I am concerned that inherent in the title of this afternoon’s hearing is the assumption that if voluntary modifications are not working, we must look to coercive solutions. The force of the State must be applied to those unwilling to see the light. This assumption should trouble anyone who values a free society. I urge Congress to look for only those solutions that are voluntary.
Some voluntary alternatives to consider: encouraging bank regulators to give lenders more flexibility to lease out foreclosed homes to the current residents. Typically banks come under considerable pressure from their regulators not to engage in long term property leasing or management, as that activity is not considered a core function of banks. I believe we can avoid the larger debate of banks being property managers by giving banks greater flexibility in retaining properties with non‐performing mortgages as rentals, preferably to current residents.
In order to separate out deserving borrowers, who are trying to get back on their feet, from those simply walking away from a bad investment, Federal lending entities, such as FHA and the GSEs, should engage in aggressive recourse against delinquent borrowers who have the ability to pay, but simply choose not too. We should make every effort to turn away from becoming a society where legally incurred debts are no longer obligations to be honored but simply options to be exercised.

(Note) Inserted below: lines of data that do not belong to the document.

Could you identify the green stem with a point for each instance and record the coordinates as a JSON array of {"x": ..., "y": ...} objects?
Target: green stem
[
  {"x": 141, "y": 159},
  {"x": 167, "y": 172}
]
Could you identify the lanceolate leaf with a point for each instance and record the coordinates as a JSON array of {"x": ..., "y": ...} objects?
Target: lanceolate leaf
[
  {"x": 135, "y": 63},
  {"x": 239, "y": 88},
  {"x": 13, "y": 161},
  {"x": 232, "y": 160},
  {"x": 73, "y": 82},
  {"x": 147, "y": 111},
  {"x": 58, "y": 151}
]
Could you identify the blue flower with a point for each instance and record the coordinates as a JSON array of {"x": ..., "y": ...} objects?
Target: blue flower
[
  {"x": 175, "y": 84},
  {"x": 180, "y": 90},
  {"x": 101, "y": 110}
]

In concluding my testimony, I again wish to strongly state: the current foreclosure relief efforts have largely been unsuccessful because they have misidentified the underlying causes of mortgage default. It is not exploding ARMs or predatory lending that drives the current wave of foreclosures, but negative equity driven by house prices declines coupled with adverse income shocks that are the main driver of defaults on primary residences. Defaults on speculative properties continue to represent a large share of foreclosures. Accordingly for any plan to be successful it must address both negative equity and reductions in earnings. Cramdown fails on both accounts. I thank you for your attention and welcome your questions.
Foote, Gerardi, Goette and Willen (2009) “Reducing Foreclosures: No Easy Answers,” National Bureau of Economic Research working paper 15063.

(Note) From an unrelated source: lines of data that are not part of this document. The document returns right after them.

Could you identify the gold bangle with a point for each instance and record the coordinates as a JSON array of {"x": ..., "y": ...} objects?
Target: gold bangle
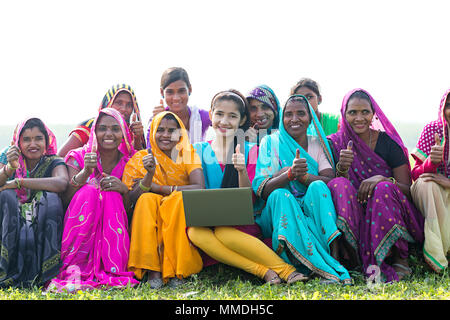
[{"x": 304, "y": 179}]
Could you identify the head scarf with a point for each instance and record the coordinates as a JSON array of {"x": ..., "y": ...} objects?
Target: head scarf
[
  {"x": 22, "y": 171},
  {"x": 169, "y": 171},
  {"x": 366, "y": 162},
  {"x": 125, "y": 147},
  {"x": 278, "y": 150},
  {"x": 265, "y": 94},
  {"x": 426, "y": 140},
  {"x": 114, "y": 91}
]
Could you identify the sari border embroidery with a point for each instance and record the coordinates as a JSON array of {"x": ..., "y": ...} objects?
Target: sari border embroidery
[{"x": 303, "y": 260}]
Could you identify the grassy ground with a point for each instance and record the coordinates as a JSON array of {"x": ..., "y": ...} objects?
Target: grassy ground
[{"x": 221, "y": 282}]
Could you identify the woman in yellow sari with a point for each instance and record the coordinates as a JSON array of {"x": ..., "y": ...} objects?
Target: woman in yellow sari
[{"x": 155, "y": 177}]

Cordell, L., K. Dynan, A. Lehnert, N. Liang, and E. Mauskopf (2008). The Incentives of Mortgage Servicers: Myths and Realities. Finance and Economics Discussion Series, Federal Reserve Board 46.
Foote, C., K. Gerardi, L. Goette, and P. S. Willen (2008). Just the facts: An initial analysis of subprime’s role in the housing crisis. Journal of Housing Economics 17 (4).
Foote, C., K. Gerardi, and P. Willen (2008). Negative equity and foreclosure: Theory and evidence. Journal of Urban Economics 6 (2), 234–245.